Published by Thriftbooks.com User , 24 years ago
The Murray Morgan Prize is awarded annually by the Tacoma Public Library to an outstanding Washington author in recognition of a work published during the previous year that is of high literary quality and wide interest. The work must exemplify the principles of narrative excellence and high standards of research as demonstrated in the distinguished career of author, historian, journalist and educator Murray Morgan."Black Workers Remember expands what we know of the Civil Rights Movement," explained Jack Bregger, a member of the Murray Morgan Prize Selection Committee. "Through the voices and stories of the African American men and women who worked in Memphis, Tennessee's factories, Honey tells of a struggle for freedom that spans the 20th century -- a story which until now was all but invisible. Michael Honey effectively places these moving personal accounts in the more powerful context of social upheaval and, in a sense, cultural revolution. It insists, as Honey writes in the book's Preface, that we think 'about what it means to be poor, black, and working class, and to recognize the unfinished character of the struggle for racial and economic justice in our own time'. The ultimate success of this extraordinary book can be found in its intimacy and immediacy. The book shook me right down to my very core, and I know it did the same to other committee members."
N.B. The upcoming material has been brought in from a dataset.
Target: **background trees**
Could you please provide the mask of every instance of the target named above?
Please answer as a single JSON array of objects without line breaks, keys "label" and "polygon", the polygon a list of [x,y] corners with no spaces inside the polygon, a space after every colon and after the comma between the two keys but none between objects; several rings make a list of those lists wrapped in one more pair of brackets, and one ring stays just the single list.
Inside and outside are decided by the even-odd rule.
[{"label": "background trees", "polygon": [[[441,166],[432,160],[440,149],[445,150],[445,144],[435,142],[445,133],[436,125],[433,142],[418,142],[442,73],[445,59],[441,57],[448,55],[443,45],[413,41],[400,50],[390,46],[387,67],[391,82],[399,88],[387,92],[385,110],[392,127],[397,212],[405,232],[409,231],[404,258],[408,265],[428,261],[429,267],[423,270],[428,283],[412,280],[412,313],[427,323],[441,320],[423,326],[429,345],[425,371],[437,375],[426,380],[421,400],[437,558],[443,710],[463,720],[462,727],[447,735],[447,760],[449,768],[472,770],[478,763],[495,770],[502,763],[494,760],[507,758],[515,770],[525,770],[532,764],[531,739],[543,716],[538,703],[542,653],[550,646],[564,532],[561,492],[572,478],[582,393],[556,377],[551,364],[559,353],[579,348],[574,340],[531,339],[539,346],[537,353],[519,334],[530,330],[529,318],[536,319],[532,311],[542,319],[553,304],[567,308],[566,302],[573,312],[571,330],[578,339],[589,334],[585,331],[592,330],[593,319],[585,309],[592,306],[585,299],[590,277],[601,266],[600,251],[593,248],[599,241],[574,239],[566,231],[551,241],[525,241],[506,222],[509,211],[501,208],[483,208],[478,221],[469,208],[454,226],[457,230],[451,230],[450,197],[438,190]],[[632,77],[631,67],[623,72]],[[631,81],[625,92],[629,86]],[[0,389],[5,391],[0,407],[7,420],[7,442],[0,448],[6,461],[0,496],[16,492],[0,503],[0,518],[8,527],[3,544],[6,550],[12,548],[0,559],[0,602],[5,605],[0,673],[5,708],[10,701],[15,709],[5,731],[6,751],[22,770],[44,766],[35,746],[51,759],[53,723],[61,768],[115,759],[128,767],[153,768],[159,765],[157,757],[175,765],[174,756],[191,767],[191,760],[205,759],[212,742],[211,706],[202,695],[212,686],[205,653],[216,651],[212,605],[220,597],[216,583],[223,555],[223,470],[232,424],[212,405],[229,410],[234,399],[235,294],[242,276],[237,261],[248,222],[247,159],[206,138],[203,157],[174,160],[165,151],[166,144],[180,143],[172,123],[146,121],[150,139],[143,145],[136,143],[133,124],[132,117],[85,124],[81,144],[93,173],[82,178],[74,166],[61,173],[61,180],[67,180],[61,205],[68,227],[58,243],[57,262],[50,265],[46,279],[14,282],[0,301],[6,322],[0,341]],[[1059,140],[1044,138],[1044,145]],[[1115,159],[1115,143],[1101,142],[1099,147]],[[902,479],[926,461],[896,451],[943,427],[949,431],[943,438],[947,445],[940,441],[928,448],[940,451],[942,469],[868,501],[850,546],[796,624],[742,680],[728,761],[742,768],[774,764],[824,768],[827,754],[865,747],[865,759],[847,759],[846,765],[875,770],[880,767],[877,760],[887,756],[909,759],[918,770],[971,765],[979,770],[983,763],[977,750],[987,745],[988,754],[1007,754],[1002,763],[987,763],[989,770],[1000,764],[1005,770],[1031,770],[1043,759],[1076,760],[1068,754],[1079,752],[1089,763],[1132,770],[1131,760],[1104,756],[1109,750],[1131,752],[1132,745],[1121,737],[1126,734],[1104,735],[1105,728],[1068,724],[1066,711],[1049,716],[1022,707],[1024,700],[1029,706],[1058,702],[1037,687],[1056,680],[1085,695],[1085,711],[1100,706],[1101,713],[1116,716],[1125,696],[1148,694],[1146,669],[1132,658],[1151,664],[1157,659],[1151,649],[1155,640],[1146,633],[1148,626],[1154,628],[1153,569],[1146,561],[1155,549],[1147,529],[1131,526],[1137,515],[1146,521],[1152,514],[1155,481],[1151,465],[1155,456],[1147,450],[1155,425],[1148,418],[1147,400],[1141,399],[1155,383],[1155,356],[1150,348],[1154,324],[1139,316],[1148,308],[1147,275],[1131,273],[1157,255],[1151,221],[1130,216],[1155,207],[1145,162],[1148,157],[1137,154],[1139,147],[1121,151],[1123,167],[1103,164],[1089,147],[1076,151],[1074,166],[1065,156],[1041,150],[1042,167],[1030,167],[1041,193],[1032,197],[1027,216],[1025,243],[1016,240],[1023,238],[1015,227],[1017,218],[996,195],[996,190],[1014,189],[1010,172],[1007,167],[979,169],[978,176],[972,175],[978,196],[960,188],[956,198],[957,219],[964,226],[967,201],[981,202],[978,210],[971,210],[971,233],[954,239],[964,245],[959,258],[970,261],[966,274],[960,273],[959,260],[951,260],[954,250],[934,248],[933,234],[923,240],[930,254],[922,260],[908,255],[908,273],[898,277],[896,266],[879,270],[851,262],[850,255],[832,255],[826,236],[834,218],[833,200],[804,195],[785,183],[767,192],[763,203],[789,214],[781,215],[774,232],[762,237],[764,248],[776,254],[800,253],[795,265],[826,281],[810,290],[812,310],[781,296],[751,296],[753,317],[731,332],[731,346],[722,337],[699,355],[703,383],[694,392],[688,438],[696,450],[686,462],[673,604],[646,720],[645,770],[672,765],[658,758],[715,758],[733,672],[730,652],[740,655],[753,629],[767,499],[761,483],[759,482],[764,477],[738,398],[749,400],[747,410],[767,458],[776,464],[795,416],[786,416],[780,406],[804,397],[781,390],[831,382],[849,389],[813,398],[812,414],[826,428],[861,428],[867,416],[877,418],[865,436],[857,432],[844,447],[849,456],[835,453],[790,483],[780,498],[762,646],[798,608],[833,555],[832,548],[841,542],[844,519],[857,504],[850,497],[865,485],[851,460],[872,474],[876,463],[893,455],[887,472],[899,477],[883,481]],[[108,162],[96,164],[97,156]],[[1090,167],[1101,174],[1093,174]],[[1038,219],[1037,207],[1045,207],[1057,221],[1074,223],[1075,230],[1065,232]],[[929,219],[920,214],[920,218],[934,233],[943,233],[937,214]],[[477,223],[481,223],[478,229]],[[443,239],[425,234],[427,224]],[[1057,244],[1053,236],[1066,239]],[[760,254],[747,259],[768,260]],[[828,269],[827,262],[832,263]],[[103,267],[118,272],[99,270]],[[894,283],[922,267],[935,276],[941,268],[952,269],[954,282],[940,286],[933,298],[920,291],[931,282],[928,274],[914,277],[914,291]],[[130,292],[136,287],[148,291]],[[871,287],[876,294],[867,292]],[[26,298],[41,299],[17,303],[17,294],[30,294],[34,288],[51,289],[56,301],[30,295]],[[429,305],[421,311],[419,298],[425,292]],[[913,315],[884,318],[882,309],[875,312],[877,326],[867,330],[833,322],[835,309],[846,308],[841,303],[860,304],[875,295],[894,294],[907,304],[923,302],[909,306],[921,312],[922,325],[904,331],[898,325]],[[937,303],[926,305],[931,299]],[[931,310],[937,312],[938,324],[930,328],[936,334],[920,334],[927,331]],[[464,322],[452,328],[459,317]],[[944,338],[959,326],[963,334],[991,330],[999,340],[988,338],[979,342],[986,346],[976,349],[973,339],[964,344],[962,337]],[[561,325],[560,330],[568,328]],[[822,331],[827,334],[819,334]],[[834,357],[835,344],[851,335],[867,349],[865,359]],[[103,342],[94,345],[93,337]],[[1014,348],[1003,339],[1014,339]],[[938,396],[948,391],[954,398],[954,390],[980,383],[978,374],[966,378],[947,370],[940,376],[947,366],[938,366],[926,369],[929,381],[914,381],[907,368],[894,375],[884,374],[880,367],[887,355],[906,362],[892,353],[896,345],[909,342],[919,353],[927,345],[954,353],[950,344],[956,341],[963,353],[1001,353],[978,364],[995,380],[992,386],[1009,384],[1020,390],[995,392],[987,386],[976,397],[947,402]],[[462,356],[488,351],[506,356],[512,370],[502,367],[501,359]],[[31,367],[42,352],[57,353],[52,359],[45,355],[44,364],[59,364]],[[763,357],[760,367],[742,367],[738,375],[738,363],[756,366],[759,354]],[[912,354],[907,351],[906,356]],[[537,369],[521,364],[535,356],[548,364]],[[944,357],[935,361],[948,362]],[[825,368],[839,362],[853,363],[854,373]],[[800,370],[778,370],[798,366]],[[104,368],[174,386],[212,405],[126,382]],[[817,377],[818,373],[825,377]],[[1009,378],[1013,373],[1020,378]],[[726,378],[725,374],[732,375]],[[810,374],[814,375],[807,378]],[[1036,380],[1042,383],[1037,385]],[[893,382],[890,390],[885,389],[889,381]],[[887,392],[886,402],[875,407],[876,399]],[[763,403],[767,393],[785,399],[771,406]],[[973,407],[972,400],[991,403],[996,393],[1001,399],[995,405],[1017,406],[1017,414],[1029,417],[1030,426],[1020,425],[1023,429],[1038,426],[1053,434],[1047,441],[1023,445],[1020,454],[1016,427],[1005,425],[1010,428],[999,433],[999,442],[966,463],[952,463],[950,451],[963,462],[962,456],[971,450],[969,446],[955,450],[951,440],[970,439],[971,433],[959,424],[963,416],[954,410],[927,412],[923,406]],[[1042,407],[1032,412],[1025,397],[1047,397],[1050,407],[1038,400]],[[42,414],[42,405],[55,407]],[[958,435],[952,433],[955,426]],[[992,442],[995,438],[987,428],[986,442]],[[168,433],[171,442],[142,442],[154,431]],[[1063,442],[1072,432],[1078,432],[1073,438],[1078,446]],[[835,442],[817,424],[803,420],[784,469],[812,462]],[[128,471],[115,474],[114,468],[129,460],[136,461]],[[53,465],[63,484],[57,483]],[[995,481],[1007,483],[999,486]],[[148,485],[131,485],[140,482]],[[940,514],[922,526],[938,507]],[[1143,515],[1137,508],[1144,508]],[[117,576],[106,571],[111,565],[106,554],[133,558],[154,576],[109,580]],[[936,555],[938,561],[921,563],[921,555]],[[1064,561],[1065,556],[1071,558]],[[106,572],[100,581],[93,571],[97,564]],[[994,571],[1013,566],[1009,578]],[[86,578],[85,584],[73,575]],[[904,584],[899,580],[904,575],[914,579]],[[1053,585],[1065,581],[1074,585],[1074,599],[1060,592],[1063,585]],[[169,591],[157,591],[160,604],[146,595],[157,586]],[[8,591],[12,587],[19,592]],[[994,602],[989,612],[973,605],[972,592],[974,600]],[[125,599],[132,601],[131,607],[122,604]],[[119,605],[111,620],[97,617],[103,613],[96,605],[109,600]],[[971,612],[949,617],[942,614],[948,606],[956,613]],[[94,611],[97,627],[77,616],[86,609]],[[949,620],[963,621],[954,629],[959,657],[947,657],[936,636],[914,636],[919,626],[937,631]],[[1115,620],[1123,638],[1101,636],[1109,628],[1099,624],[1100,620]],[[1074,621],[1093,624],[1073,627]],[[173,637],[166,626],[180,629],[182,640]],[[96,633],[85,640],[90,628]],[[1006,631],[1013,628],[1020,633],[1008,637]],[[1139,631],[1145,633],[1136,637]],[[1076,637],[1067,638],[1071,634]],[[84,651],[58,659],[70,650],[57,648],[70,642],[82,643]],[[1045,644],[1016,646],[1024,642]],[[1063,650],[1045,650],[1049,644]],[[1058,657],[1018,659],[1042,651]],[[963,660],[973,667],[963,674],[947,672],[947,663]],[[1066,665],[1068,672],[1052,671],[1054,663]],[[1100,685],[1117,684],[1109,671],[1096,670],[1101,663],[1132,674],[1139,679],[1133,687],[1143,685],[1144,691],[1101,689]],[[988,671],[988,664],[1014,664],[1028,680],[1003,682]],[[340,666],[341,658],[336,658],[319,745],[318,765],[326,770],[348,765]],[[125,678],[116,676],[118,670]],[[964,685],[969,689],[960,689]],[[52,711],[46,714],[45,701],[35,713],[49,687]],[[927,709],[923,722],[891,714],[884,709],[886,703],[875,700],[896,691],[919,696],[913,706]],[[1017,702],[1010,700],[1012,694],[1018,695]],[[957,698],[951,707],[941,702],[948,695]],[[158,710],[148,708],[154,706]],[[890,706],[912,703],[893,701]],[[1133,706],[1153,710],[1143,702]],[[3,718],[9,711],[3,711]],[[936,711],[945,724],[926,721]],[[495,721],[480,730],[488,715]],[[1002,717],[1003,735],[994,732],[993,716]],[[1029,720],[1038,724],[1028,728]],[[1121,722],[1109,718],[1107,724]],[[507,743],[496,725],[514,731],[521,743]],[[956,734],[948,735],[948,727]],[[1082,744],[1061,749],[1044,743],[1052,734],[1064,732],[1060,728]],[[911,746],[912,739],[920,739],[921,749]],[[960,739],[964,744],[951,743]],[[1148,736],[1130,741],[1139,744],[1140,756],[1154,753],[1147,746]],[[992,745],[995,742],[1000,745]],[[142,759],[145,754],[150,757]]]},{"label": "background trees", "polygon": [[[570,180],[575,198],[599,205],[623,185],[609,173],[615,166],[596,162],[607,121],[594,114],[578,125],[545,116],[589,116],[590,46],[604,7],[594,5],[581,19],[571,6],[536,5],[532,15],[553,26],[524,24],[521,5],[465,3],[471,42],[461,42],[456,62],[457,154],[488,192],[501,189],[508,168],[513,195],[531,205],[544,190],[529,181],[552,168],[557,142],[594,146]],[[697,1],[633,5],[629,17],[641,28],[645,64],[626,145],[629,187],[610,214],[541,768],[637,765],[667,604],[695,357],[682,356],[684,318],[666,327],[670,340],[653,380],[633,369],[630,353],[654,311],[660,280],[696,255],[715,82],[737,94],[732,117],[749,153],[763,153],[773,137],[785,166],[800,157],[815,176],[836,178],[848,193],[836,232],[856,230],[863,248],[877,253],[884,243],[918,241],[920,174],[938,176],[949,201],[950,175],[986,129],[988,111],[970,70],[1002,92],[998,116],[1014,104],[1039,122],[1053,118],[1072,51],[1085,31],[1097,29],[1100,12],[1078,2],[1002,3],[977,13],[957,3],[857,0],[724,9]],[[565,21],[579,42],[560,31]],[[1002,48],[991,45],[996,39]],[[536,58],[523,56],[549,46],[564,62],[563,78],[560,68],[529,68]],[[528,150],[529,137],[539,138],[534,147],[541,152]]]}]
2000 Lillian Smith Book Award Winner - and for good reason
Published by Thriftbooks.com User , 24 years ago
Michael Keith Honey's Black Workers Remember expands what we know of as the Civil Rights Movement. Through the voices and stories of the black men and women who worked in Memphis, Tennessee's factories, Honey reveals a struggle for freedom that spans the 20th century. It shows the conditions that blacks faced in the 30's as they moved from farm work to factory work and their struggles to challenge Jim Crow in the factories, in unions, and in the community. This book is being honored by the Lillian Smith Book Award, the oldest literary award in the American South, and it offers a great deal to the current scholarship on Southern struggles for civil and human rights.